O Presidente Obama decretou que agora os “imigrantes” cubanos são realmente muito mais iguais do que outros imigrantes. Eles desfrutarão de idênticos privilégios de viagem e de remessas – juntamente com seu exclusivo e tradicional fast-track para cidadania.
Nenhum “Republicano racista”, enquanto “alcovitava” em favor dos cubano-americanos, jamais legalizou algo tão patentemente injusto e ofensivo (e não apenas para os outros “hispânicos”) quanto o novo decreto de Obama. Se você é um refugiado político, então aja como tal. Não mude de atitude ao indevidamente enriquecer o regime que você afirma detestar, um regime que patrocina o terrorismo. Isto era tudo que os Republicanos pediam do bloco étnico que lhes dava 70-80 por cento de seus votos.
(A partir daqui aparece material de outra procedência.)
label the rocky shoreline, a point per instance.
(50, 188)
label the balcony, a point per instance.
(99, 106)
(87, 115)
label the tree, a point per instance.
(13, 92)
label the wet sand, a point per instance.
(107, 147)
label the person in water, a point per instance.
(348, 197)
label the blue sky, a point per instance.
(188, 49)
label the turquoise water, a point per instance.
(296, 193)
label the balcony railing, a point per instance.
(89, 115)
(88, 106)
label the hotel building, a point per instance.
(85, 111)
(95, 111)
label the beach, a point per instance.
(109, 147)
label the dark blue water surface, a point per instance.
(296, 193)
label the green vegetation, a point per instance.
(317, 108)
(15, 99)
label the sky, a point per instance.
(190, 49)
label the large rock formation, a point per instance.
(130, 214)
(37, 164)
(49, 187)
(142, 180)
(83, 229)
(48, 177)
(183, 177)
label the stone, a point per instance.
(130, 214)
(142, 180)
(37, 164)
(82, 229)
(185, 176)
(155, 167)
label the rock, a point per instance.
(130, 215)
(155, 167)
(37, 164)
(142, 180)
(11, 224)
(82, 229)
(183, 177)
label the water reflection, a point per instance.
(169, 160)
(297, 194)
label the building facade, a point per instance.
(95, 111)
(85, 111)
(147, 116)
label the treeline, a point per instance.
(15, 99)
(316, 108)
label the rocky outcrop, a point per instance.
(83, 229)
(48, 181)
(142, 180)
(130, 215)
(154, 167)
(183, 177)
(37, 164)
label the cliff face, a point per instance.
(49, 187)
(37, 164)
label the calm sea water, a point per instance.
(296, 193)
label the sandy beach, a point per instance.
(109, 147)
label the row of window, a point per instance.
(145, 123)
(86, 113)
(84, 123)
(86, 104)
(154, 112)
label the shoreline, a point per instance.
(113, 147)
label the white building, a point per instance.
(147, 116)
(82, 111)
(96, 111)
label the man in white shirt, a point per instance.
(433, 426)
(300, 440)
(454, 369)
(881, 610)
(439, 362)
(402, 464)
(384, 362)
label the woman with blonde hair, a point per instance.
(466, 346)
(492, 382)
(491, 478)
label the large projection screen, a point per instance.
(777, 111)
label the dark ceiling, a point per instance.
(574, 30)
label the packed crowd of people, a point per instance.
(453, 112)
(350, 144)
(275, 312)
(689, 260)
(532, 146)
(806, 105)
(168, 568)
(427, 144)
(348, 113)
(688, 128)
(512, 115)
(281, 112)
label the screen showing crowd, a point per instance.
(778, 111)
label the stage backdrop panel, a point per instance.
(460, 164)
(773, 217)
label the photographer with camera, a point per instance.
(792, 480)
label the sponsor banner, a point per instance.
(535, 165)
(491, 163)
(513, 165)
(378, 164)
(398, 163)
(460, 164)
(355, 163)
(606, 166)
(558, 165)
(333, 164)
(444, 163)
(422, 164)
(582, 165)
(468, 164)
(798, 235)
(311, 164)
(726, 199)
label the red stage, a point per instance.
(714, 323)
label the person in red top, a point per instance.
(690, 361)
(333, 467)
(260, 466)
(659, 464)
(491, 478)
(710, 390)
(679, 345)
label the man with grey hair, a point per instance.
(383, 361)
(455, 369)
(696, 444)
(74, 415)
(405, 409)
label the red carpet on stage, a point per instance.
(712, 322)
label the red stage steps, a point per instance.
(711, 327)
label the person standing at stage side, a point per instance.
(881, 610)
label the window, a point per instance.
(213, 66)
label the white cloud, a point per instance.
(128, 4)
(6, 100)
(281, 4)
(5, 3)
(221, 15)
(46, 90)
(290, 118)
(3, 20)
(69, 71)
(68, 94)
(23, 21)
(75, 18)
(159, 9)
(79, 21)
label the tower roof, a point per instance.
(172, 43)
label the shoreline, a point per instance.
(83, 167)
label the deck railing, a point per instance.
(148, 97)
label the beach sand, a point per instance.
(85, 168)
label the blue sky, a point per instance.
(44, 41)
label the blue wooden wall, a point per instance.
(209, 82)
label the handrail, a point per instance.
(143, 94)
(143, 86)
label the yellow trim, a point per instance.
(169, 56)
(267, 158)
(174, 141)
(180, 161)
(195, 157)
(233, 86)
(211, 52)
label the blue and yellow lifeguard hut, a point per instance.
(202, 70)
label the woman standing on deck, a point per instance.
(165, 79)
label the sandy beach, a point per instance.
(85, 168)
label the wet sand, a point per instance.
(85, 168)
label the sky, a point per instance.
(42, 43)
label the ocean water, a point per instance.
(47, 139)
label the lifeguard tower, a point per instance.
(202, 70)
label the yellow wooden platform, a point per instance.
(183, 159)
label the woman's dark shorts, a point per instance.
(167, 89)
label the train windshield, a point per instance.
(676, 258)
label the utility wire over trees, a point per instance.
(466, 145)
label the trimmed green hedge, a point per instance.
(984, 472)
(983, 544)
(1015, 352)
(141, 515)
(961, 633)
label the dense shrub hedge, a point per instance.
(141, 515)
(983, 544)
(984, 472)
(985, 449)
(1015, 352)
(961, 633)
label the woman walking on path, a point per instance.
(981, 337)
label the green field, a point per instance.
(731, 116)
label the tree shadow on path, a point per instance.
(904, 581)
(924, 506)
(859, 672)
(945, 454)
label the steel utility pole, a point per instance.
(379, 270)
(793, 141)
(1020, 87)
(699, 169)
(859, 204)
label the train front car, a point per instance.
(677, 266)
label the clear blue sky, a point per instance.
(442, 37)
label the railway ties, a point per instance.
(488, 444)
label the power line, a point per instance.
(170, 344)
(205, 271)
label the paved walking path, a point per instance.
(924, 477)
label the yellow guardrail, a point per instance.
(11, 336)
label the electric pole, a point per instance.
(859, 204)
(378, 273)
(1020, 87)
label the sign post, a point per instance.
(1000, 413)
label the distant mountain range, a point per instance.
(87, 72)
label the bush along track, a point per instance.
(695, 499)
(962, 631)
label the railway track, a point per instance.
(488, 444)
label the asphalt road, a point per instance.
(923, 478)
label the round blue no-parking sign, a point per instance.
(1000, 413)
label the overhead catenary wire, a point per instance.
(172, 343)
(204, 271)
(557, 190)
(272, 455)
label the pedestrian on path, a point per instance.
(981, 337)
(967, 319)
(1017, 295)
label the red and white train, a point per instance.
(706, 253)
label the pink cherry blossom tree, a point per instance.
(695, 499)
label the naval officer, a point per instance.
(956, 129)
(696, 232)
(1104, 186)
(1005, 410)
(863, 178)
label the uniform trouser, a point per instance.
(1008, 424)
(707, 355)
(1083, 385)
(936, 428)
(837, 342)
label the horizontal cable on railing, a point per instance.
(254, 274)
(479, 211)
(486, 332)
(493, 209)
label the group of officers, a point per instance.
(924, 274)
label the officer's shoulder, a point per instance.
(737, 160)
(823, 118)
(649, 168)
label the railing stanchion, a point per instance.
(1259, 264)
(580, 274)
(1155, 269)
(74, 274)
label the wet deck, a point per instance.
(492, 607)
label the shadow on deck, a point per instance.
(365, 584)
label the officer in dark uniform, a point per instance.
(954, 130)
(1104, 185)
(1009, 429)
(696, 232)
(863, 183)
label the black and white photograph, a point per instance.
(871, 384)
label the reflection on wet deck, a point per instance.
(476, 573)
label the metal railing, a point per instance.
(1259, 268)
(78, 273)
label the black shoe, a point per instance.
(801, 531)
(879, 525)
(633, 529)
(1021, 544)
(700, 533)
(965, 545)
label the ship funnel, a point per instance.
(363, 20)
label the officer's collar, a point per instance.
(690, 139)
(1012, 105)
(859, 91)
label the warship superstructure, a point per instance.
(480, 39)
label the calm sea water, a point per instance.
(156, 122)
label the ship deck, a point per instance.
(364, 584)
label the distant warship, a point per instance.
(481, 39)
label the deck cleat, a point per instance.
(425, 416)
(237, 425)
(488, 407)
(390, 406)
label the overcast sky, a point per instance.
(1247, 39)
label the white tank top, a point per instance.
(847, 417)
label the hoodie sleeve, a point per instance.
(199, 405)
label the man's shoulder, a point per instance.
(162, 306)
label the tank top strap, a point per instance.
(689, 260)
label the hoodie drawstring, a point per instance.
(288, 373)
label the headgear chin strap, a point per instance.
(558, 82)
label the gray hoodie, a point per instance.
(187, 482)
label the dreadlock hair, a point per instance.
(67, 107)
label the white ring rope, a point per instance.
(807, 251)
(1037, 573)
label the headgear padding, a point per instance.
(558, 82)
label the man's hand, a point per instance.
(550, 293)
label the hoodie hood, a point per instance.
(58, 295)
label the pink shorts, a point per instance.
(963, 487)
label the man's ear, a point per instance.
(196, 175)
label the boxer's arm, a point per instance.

Mas Obama concedeu a (alguns) cubano-americanos um verdadeiro banquete com bolo, enquanto ao resto da multidão “hispânica” só é permitida a entrada no banquete para limpar as mesas, lavar os pratos e esfregar o chão do banheiro.
Deixe a grande mídia continuar a rabiscar e matraquear sobre a “alcovitagem Republicana em favor dos cubano-americanos”. E assim, talvez, esta tradicional “alcovitagem” se resuma ao mais óbvio compartilhamento de convicções antitotalitárias, além de interesses e preocupações econômicas e sociais típicas da classe média.
Publicado originalmente em American Thinker em 14/04/2009.